PénurieLe monde pourrait bientôt manquer d'uranium
L'uranium pourrait venir à manquer d'ici quelques années seulement au niveau mondial, provoquant une sortie du nucléaire involontaire et non coordonnée, selon un physicien de l'EPFZ.

Un physicien de l'Ecole polytechnique fédérale de Zurich (EPFZ) estime que le monde pourrait bientôt manquer d'uranium.

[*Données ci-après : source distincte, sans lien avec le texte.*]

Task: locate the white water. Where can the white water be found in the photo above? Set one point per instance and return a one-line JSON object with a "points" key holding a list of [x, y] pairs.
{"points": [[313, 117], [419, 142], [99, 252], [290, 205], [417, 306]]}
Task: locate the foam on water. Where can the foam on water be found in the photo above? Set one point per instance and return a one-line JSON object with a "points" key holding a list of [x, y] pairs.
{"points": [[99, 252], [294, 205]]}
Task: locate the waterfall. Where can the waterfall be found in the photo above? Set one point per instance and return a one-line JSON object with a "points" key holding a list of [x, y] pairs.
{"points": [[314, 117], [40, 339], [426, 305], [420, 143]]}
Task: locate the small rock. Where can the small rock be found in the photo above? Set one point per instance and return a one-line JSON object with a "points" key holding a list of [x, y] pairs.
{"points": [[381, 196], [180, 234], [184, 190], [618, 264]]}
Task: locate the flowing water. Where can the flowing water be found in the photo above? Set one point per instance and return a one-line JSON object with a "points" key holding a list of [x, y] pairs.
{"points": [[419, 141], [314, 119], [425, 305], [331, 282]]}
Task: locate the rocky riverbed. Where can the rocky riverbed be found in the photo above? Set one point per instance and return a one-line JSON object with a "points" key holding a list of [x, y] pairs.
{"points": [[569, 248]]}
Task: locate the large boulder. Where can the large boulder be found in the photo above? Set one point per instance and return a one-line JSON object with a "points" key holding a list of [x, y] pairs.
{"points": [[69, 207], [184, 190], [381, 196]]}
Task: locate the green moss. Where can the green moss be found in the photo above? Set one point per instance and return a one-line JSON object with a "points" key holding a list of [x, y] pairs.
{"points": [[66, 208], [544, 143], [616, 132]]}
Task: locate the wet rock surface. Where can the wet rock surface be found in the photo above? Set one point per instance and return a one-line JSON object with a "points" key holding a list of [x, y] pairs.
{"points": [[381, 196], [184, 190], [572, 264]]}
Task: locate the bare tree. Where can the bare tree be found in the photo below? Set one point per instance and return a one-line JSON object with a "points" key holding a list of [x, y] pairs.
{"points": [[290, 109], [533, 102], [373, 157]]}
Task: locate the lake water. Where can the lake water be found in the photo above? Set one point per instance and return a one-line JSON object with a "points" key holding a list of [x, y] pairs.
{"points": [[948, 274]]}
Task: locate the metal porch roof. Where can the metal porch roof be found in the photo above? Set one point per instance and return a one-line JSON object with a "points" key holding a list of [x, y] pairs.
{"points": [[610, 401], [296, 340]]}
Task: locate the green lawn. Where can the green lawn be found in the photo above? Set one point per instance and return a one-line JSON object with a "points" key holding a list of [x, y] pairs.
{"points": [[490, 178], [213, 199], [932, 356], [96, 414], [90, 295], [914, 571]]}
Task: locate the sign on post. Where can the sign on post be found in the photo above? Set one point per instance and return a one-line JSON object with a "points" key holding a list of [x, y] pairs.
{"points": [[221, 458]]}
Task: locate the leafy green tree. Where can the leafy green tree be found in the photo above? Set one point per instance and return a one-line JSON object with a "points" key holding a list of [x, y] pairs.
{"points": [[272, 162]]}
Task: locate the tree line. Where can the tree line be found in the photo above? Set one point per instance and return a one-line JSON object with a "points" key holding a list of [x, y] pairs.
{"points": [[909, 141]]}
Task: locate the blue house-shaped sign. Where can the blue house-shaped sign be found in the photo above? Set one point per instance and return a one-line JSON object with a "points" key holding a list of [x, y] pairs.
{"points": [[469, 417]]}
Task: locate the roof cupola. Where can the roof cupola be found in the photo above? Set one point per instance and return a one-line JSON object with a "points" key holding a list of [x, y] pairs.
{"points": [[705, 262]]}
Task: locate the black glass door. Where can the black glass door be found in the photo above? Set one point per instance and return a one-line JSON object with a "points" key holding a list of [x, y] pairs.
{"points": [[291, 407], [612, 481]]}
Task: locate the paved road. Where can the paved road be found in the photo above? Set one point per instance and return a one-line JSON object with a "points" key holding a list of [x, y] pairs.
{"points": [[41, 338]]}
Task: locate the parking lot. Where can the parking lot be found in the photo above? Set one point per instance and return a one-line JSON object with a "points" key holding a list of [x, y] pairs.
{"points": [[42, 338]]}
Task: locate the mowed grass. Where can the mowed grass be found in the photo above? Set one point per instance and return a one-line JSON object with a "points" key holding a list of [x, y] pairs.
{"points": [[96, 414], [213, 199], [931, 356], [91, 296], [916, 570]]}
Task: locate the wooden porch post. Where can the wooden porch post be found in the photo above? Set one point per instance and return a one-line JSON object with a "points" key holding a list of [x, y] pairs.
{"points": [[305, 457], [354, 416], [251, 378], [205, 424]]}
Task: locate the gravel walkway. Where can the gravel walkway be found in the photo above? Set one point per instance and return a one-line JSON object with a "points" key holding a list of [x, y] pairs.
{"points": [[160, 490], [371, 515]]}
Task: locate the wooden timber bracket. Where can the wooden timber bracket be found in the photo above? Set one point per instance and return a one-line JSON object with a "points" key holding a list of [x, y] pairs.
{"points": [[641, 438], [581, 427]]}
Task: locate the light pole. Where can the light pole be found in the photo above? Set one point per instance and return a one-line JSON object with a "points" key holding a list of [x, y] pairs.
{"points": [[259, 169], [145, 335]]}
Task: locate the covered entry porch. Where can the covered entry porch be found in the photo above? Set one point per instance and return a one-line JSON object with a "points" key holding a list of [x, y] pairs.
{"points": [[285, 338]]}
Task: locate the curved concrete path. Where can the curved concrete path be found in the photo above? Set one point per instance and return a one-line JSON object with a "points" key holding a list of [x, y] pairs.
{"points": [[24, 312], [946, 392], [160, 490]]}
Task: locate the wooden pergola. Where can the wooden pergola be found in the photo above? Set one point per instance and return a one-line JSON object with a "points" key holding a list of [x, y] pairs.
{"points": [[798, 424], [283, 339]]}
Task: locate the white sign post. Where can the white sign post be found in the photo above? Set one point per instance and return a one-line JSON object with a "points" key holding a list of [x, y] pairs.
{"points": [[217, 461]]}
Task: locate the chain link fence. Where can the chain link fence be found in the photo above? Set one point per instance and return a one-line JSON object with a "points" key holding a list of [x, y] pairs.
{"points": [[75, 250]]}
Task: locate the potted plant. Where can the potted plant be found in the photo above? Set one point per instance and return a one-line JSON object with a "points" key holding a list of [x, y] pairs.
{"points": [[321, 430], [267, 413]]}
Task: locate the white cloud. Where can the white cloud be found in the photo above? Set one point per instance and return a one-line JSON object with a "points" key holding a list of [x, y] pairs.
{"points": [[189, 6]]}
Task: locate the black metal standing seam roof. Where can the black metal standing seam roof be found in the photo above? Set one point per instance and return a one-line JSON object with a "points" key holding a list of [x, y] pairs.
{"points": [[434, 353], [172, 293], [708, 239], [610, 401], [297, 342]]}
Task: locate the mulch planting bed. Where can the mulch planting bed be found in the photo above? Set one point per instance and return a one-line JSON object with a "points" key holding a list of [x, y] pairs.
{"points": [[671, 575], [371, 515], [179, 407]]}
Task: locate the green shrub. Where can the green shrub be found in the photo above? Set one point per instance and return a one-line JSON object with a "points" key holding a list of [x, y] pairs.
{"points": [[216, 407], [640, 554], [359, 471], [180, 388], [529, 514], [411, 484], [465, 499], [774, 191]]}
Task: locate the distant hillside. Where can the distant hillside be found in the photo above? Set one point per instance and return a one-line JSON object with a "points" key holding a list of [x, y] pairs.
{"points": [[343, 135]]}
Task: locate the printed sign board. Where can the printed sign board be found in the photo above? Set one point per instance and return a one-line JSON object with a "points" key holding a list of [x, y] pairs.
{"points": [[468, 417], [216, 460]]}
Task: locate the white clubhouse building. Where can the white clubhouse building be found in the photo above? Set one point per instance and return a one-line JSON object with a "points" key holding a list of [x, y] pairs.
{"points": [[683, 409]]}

Un de ses collègues géologue estime au contraire que les réserves sont suffisantes mais tenues secrètes par les pays concernés.
Dans cinq ans déjà, une pénurie pourrait survenir, avec des hausses massives de prix, écrit Michael Dittmar, de l'Ecole polytechnique fédérale de Zurich (EPFZ) dans la revue Science of the Total Environment. Il a utilisé des données de l'Agence internationale de l'énergie atomique (AIEA) sur l'extraction de minerai d'uranium dans les mines anciennes et actuelles. Selon lui, nombre d'entre elles seront bientôt épuisées ou auront un rendement insuffisant.
Ainsi, selon ces chiffres, l'extraction atteindrait un maximum en 2015 déjà avec 58'000 tonnes. D'ici 2030, le volume se situerait entre 36'000 et 46'000 tonnes, alors que les besoins s'établiraient à 68'000 tonnes.
La conséquence serait que l'uranium produit ne suffirait pas à faire fonctionner toutes les centrales nucléaires, et cela indépendamment de son prix, explique M. Dittmar, qui travaille sur les particules élémentaires au CERN. Certains pays se verraient alors confrontés à une sortie du nucléaire involontaire pouvant conduire à un effondrement partiel ou complet de leur approvisionnement en électricité, avertit le chercheur, cité mardi dans un communiqué de l'EPFZ.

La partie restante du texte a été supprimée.